Азарел - [15]

Шрифт
Интервал

Мать засмеялась:

— Не всегда, но часто. — Потом, видя, что лицо мое темнеет, прибавила: — А ты не хочешь подойти поближе? Ты разве не мой хороший мальчик?

Я стоял в нерешительности. Она сама не знает, что делает? — думал я. Не знает, что я видел эти поцелуи и смех? Может ли быть, чтоб не знала? Или только притворяется? Что я могу сказать ей?

Я подошел к ней и подумал: ну, целуй, если хочешь.

Она поцеловала.

— Ведь и ты не плохой, только чересчур шалун.

Я подумал: только не прощай меня. Лучше признайся, что больше любишь Эрнушко. А не признаешься — оставайся, какая есть. И больше не проси у меня поцелуев. Пусть каждый остается, какой есть.

Я отстраняюсь от матери. И, кажется, на лице у Эрнушко читаю: мне положено больше поцелуев, потому что я старше и хороший ученик.

Что ж, — думаю, — я тебе верю, что ты совсем хороший и умный для наших родителей и, наверно, для Олгушки, и для учителей, но для меня ты и не совсем хороший и не совсем умный, потому что иначе ты подошел бы ко мне и сказал так: мать целовала меня больше, чем тебя, но ты не огорчайся — вот, отдаю тебе весь избыток. После этого он мог бы еще сказать: я старше и хороший ученик, пойдем, я научу и тебя читать и писать.

Но он ничего подобного не говорит и никогда не говорил. Выходит, что мне от его хорошего поведения и хорошего учения ничего не достается, и не знаю, достанется ли когда-нибудь.

Последним возвращается домой отец. Я вижу, что лицо матери снова просияло, еще ярче, чем когда она увидела Эрнушко. Да, думаю я, только их двоих она и любит по-настоящему. Но моего отца еще больше, чем Эрнушко.

Отцовская ласка еще скупее материнской. Он только треплет нас по щеке, думая, как мне кажется, при этом: я большой, а вы маленькие. Он не говорит: мои дорогие дети, как давно я вас не видел!

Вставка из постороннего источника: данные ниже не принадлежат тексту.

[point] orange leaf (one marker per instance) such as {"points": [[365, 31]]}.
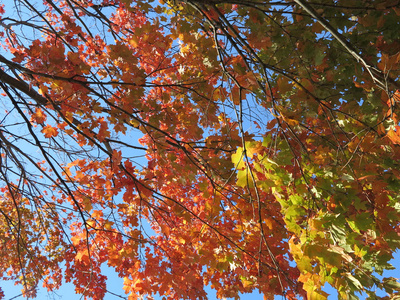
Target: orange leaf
{"points": [[49, 131]]}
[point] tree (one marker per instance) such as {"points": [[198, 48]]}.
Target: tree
{"points": [[268, 155]]}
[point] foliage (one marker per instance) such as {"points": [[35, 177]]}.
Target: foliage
{"points": [[268, 156]]}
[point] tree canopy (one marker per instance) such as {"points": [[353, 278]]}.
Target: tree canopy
{"points": [[240, 144]]}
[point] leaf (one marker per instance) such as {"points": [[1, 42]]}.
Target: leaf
{"points": [[50, 131]]}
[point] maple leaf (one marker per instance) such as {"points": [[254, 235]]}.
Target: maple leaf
{"points": [[50, 131]]}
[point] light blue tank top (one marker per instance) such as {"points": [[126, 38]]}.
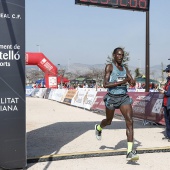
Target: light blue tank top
{"points": [[116, 76]]}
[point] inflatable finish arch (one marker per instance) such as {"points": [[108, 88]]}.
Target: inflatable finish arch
{"points": [[45, 65]]}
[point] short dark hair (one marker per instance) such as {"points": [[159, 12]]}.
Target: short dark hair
{"points": [[115, 50]]}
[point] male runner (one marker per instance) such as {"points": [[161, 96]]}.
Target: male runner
{"points": [[115, 79]]}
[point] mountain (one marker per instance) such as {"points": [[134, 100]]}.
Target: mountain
{"points": [[155, 71]]}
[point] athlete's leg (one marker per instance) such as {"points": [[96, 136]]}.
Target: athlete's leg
{"points": [[127, 112], [128, 115], [104, 122], [109, 117]]}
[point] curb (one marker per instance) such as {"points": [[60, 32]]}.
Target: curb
{"points": [[77, 155]]}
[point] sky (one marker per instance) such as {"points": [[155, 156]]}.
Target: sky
{"points": [[67, 33]]}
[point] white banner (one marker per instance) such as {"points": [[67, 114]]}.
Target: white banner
{"points": [[89, 100], [79, 98]]}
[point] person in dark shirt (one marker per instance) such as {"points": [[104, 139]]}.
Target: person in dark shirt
{"points": [[115, 80], [166, 103]]}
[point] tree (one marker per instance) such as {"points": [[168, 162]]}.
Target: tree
{"points": [[125, 59]]}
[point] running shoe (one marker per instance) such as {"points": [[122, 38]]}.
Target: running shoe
{"points": [[132, 156], [165, 137], [98, 133]]}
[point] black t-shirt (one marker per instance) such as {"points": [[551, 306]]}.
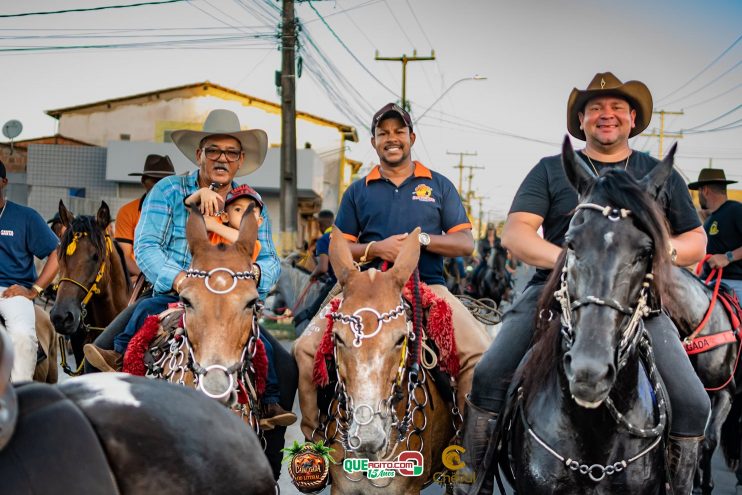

Все, что мы слышим, это: «Ну, дети, что нового?»

Сначала Эрнушко рассказывает, что было в школе, и я снова читаю на его дышащем спокойствием лице: я хорошо отвечал, потому что я умница и хороший мальчик, и всегда буду таким же, это точно. И лицо отца в ответ (так мне видится): да, это так, и я был такой же. И это в порядке вещей, чтобы ты был такой же.

Я недоверчиво слежу за ними. Точно еще не знаю, но чувствую, что и отец больше любит Эрнушко, чем меня или Олгушку. И эту боль также отсылаю в глубину сердца и там заключаю.

После Эрнушко выпаливает свое Олгушка, завистливо, пылко и страстно, чтобы не остаться позади Эрнушко. Но из того, как отец слушает и смотрит, я заключаю: то, что случилось в школе с Олгушкою, не может быть для него столь же важно, как случившееся с Эрнушко, уже потому хотя бы, что Олгушка — всего-навсего девчонка. Тем не менее на лице его как бы значится также: хоть ты и девчонка, ты тоже должна хорошо учиться, потому что и я был хорошим учеником, и Эрнушко хороший ученик, и тебе нельзя никак иначе.

Потом он смотрит на меня:

— Ну а ты?

Мать смеется:

— Он пока только шалит.

Может быть, она и не хочет обидеть меня этим смехом, не ведает, что творит, но мне все равно больно. И все, что было со мною утром, — это для нее одни только шалости?

— Ладно, — говорит отец, — посмотрим на будущий год, когда начнется учение!

Больше он ко мне не обращается.

Мы садимся за обед. Я молчу и думаю: разве это моя вина, что я еще не хожу в школу? Почему он из-за этого любит меня меньше и почему из-за этого интересуется мною даже меньше, чем Олгушкой, не говоря уже об Эрнушко? Почему не спросил у меня ничего, только тех надо спрашивать, кто учится, а кто не учится, тот не такой, как остальные? Он думает, что со мной ничего не происходит? Если бы он расцеловал меня и спросил, я бы тоже сумел поговорить о том, что происходило со мною все утро! И ведь сколько всего произошло! Я бы рассказал ему о вещах, какие они неподвижные, как нету в них ни игр, ни танцев, ни песен, как они не обращают на меня никакого внимания, и ничего с ними не поделаешь. Я бы спросил у него, почему так вышло, что моя мать не умеет ни целовать, ни петь, ни рассказывать сказки, не умеет и не хочет, а это тоже очень меня огорчает!.. И почему она говорит только о том, что стоило «столько трудных денег»? Я спросил бы, верно ли, что он с таким трудом зарабатывает эти деньги, спросил бы: скажи, как ты их зарабатываешь? Спросил бы, почему Олгушка такая завистливая и почему Эрнушко так гордится тем, что он хороший ученик. А напоследок спросил бы, почему Эрнушко ему милее, чем я, и почему они с моею матерью любят друг друга больше, чем меня.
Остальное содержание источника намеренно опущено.